Authors: Robert Swindells
Contents
To:
Robert Bates
Edward Benson
James Bentham
Andrea Boyes
Simon Carney
Clair Feltwell
Mark Hall
Craig Hobson
Elizabeth Holland
Louise Horsley
Andrew Howard
David Jenkinson
Samantha Lee
Gavin Ridealgh
John Robinson
Rachael Rowley
Amanda Whiteley
Victoria Winterburn
Who were there too.
Room 13
was inspired by a real school trip to Whitby by Year Two, from Mandale Middle School in Bradford, 1987.
THIS IS WHAT
Fliss dreamed the night before the second year went to Whitby.
She was walking on a road high above the sea. It was dark. She was alone. Waves were breaking at the foot of cliffs to her left, and further out, the moonlight made a silver path on the water.
In front of her was a house. It was a tall house, looming blackly against the sky. There were many windows, all of them dark.
Fliss was afraid. She didn’t want to go inside the house. She didn’t even want to walk past but she had no control over her feet.

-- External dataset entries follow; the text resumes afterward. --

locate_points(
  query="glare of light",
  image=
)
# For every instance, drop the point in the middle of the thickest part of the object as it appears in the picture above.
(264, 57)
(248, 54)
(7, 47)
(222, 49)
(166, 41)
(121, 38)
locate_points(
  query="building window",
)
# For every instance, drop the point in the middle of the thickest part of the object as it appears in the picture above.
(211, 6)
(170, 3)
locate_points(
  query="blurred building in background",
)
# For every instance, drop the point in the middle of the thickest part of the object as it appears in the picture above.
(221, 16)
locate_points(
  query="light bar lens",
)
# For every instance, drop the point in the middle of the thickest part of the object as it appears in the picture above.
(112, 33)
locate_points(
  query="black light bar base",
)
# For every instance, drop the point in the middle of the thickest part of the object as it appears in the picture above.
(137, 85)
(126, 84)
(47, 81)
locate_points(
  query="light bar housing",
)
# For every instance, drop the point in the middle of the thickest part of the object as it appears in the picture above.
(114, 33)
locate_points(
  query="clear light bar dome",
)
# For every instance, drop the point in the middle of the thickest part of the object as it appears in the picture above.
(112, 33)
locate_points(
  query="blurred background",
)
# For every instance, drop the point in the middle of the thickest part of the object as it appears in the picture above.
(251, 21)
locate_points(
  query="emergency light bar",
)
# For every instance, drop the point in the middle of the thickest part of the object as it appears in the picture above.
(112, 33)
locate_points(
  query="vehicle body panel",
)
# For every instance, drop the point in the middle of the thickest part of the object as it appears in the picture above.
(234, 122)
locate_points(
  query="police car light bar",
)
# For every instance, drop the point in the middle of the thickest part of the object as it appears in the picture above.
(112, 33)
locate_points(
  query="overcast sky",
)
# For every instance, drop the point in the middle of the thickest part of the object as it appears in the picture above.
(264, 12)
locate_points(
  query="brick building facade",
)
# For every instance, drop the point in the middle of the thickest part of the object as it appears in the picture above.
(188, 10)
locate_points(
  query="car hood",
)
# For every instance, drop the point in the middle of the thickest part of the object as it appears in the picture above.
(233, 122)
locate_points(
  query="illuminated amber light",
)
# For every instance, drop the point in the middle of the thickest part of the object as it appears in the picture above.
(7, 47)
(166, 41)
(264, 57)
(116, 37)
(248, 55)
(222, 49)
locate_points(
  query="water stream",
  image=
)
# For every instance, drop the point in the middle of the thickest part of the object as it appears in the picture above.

They seemed to go by themselves, forcing her on.
She came to a gate. It was made of iron, worked into curly patterns. Near the top was a bit that was supposed to be a bird in flight – a seagull perhaps – but the gate had been painted black, and the paint had run and hardened into little stalactites along the bird’s wings, making it look like a bat.
The gate opened by itself, and as she went through Fliss heard a voice that whispered, ‘The Gate of Fate.’ She was drawn along a short pathway and up some stone steps to the front door, which also opened by itself. ‘The Keep of Sleep,’ whispered the voice.
The door closed silently behind her. Moonlight shone coldly through a stained-glass panel into a gloomy hallway. At the far end were stairs that went up into blackness. She didn’t want to climb that stairway but her feet drew her along the hallway and up.
She came to a landing with doors. The stairs took a turn and went on up. As Fliss climbed, it grew colder. There was another landing, more doors and another turn in the stair. Upward to a third landing, then a fourth, and then there were no more stairs. She was at the top of the house. There were four doors, each with a number. 10. 11. 12. 13. As she read the numbers, door thirteen swung inward with a squeal. ‘No!’ she whispered, but it was no use. Her feet carried her over the threshold and the voice hissed, ‘The Room of Doom.’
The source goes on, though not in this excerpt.